Last night was clear enough to do some quick imaging. Now that it's galaxy season, I changed the scope form my trusty 160EDF to the longer focal length 10" Mak-Cass. I used our CCDT67 compressor to bring the focal length down to 2500mm. The image posted below is a quick snapshot of 3 x 1200 sec with the QSI camera. The main purpose last night was not to take pretty pictures, rather it was doing ongoing testing of the Mach2 mount and the modeling software.
Two problems occur when using long focal lengths. First, is how to guide properly at 2500mm in order to capture fine galaxy detail. The best way is to use off-axis guiders. That brings up the second problem, which is the small field of these guiders. Sometimes there are not any bright stars to guide on. Therefore long guide exposures are needed, but then the mount must track very accurately between exposures. That means polar alignment must be spot on, otherwise you get drift between guide exposures. If you are setting up in the field, you don't want to spend a lot of time drift aligning to get perfect polar alignment.
I wanted to see what kind of results can be achieved with poor polar alignment. Last night I offset the azimuth axis so that I was getting about 2 arc seconds per minute drift in Dec. (RA was not drifting much). The guide star that was available needed at least 5 second exposure in order to be usable. With that much Dec drift, the guider was struggling and I achieved only 0.35 arc sec RMS tracking in Dec, while the RA was producing around 0.12 arcsec.
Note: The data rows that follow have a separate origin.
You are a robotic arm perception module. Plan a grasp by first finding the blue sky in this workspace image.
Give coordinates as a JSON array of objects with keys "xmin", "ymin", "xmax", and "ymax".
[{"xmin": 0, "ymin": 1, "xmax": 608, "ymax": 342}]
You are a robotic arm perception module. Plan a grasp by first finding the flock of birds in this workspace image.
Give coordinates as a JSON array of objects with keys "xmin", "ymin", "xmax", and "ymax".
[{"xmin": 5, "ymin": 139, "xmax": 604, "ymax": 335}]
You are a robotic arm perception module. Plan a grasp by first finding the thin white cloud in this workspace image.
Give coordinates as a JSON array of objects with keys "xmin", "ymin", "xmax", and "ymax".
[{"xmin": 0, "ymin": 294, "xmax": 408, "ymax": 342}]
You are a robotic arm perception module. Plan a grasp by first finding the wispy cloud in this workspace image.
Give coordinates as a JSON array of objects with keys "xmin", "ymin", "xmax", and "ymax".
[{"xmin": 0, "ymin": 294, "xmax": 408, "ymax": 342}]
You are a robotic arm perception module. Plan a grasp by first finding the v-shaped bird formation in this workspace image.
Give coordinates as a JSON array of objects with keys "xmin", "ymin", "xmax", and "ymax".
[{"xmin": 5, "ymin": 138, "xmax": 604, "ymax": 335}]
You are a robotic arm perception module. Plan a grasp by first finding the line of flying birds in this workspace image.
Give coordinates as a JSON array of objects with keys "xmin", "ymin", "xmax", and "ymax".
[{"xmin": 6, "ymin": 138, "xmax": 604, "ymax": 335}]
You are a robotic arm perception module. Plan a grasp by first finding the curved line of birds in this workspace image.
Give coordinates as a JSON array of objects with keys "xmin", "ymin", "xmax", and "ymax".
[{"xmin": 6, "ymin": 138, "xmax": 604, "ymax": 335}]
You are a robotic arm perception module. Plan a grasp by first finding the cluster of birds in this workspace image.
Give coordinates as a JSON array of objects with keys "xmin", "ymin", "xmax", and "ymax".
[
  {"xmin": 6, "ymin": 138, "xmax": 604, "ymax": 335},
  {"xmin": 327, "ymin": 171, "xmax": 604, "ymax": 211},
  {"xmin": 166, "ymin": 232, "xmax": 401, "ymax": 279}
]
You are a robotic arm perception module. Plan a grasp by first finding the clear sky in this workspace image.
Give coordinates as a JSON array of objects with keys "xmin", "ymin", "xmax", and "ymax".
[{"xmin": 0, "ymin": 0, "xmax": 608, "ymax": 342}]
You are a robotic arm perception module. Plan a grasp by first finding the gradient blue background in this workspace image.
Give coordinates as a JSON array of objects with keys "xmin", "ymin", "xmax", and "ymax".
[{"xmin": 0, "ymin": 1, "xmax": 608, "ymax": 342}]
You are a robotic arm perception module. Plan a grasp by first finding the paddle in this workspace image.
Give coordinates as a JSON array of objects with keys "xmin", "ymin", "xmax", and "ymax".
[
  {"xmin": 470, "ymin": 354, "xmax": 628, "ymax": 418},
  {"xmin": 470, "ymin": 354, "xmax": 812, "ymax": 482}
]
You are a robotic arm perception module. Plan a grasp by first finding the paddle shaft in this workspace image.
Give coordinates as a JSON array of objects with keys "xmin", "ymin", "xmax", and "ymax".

The solution was simple: I selected the Drift Model in the keypad, measured about 10 minutes of drift data with the guider keeping the guide star on the crosshair. Then simply turned on the Drift Compensation. The guider settled down almost instantly, I was able to dial the aggressiveness down to 60%, and the guider graph started to show Dec tracking of 0.12 arc sec RMS, same as the RA. There were periods of calm where there were no corrections being sent at all for 1 - 2 minutes at a time.
This process is fast and essentially foolproof and can be repeated every hour or so to build up a drift model for that object that can be used on subsequent nights. It can be done on the fly while you are imaging without disrupting your imaging session.